Despite a career frequently hampered by ill health, John Slater was a widely-recognised big-screen character actor before his long, expressive face became one of the most familiar on British television screens in the late 1960s and early 70s as Detective Sergeant Stone in Z Cars (BBC, 1962-78); in the 1960s his rich, deep tones were regularly heard narrating the National Coal Board's Mining Review (1947-83).
Born in London on 22 August 1916, he began his acting career in farces at the Whitehall Theatre. His film debut came in 1938 with an uncredited role in the Crazy Gang comedy Alf's Button Afloat (d. Marcel Varnel); he worked his way up through minor roles during the 1940s. At this time he was typically cast as soldiers of assorted nationalities: a US officer in Candlelight in Algeria (d. George King, 1944), a paratrooper in I Live in Grosvenor Square (d. Herbert Wilcox, 1945) and a Russian major in Teheran (d. William Freshman and Giacomo Gentilomo, 1946).
In 1946 he took the lead in David McKane's 45-minute version of Othello, but his career might have been cut short when he was involved in a serious air crash. Instead his profile grew, and with it the diversity of his roles: Ealing melodrama It Always Rains on Sunday (d. Robert Hamer, 1947) gave him one of his most fascinating as charismatic but shady Jewish businessman Lou Hyams. In Noose (d. Edmond T. Gréville, 1948), he was the avenging manager of a boxing gym, while back at Ealing he was a fish-fixated chip shop owner yearning for the wrong woman in the first of the studio's celebrated comedies, Passport to Pimlico (d. Henry Cornelius, 1949).

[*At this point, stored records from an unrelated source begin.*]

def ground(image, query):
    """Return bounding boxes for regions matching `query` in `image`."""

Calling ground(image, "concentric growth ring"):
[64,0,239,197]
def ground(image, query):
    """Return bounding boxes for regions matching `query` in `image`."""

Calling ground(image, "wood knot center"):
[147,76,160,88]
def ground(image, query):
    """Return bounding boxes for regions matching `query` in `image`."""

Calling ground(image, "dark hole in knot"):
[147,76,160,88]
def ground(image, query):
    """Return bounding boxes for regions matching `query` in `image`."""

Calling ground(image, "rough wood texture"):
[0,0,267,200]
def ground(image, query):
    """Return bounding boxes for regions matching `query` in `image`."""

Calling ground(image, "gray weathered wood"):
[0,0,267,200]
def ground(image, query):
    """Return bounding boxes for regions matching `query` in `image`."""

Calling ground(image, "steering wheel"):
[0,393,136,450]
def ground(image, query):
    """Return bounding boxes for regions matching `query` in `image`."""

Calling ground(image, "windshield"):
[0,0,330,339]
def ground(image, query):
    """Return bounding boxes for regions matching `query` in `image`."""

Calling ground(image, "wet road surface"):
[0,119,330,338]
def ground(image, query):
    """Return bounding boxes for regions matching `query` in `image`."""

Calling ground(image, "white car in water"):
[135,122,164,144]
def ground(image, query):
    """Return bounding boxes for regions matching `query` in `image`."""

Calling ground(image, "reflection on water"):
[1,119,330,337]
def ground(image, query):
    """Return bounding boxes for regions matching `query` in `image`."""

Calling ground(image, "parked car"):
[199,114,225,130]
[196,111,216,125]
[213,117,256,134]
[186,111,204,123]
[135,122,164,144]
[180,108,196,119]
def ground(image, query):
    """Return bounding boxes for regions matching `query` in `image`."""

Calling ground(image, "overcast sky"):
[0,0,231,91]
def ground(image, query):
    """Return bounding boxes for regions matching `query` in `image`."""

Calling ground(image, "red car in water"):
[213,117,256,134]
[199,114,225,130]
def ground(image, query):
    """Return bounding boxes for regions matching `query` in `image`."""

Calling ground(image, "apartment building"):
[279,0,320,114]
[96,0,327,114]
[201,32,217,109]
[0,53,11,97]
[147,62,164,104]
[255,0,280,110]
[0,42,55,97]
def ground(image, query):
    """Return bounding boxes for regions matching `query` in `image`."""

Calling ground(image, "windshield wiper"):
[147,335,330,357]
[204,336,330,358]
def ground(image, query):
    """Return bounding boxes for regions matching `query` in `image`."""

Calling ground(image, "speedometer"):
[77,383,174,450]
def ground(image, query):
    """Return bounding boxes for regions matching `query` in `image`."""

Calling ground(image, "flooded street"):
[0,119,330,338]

Film work continued through the 1950s, with notable appearances in Hammer thriller The Flanagan Boy (d. Reginald le Borg, 1953) and crime drama Violent Playground (d. Basil Dearden, 1958). By this time he was working regularly in television, in play strands such as Sunday Night Theatre (BBC, 1950-59). Ted Willis's 'Hot Summer Night' (Armchair Theatre, ITV, tx. 1/2/1959) gave him a particularly striking role as a trade union leader facing up to his wife's racism. In 1958 he played Nat Goldberg in the infamous London stage debut of Harold Pinter's The Birthday Party, which closed after just eight performances.
Guest TV roles continued through the early 1960s: as the prime minister in the Danger Man episode 'The Mercenaries' (ITV, tx. 4/11/1965); as Papa Luigi, culinary expert and straight man to porcine puppets Pinky and Perky (BBC, 1957-73). In 1967 he joined the cast of Z Cars, remaining until 1974 and becoming one of the longest-serving cast members. His realistic playing of Stone's heart attack mirrored the health problems that by now plagued the actor, and he retired from the series less than a year before succumbing to a fatal seizure in 1975 - an event that, following just two days after the sudden death of another television copper, John Gregson of Gideon's Way (ITV, 1964-67), made national news headlines. His final television performance, in Dickens of London (ITV, 1976), was broadcast posthumously.